そして今、公園のすべり台のてっぺんで風に吹かれている。なぜかって? それは 「茶髪と金髪のふたり」を見守るためだ。
——夕暮れ時。赤く染まりはじめた空の下、公園のベンチに腰掛けるふたりの女の子がいる。
ひとりは、ふわっとした茶髪の女の子。落ち着いた雰囲気に柔らかな笑顔、まるでカフェラテのよう。

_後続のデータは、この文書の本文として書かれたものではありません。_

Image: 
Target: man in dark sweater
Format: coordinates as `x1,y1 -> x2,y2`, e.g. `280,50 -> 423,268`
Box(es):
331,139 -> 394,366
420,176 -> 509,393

もうひとりは、鮮やかな金髪をポニーテールにして、どこかツンとした態度の女の子。イヤホン片耳で音楽を流しながら、そっぽを向いている。
「ねえ、今日のテスト、どうだった?」
「……別に」
金髪の子はぶっきらぼうに返すが、茶髪の子は気にする様子もなく、くすっと笑った。
「居眠りしてないよね?」
「……ギリ」
「ふふ。えらいえらい」
——この子、金髪のツンを受け流してる……!?
俺は思わず前のめりになる。
「そういうとこ、ほんとずるいよね」
「え?」
「なんでもわかってるみたいな顔して、構ってくるとこ」
金髪の子が少しだけ茶髪の子をにらむけれど、目はどこか寂しげで、怒ってるようには見えなかった。
「構いたくなるんだもん。かわいいし」
金髪の子の耳が、ほんのり赤くなる。
「……そういうの、ずるいって言ってるの」
「じゃあ、やめたほうがいい?」
「……やめなくていい」
——これは、尊い。
口下手な金髪の子と、包み込むような茶髪の子。甘さとほろ苦さが絶妙なバランスで混ざっている。
「明日も頑張れる?」
「気分」
「ご褒美あげるよ」
「……じゃあ、頑張る」
ふたりは、肩が触れそうな距離で並んで座り続ける。もう日が暮れそうなのに、帰る気配はない。
——ああ、これは。
俺はそっと翼をたたむ。
今日もまた、ひとつの百合を見守ることができた。
公園の鳩としての使命は、まだまだ続く——。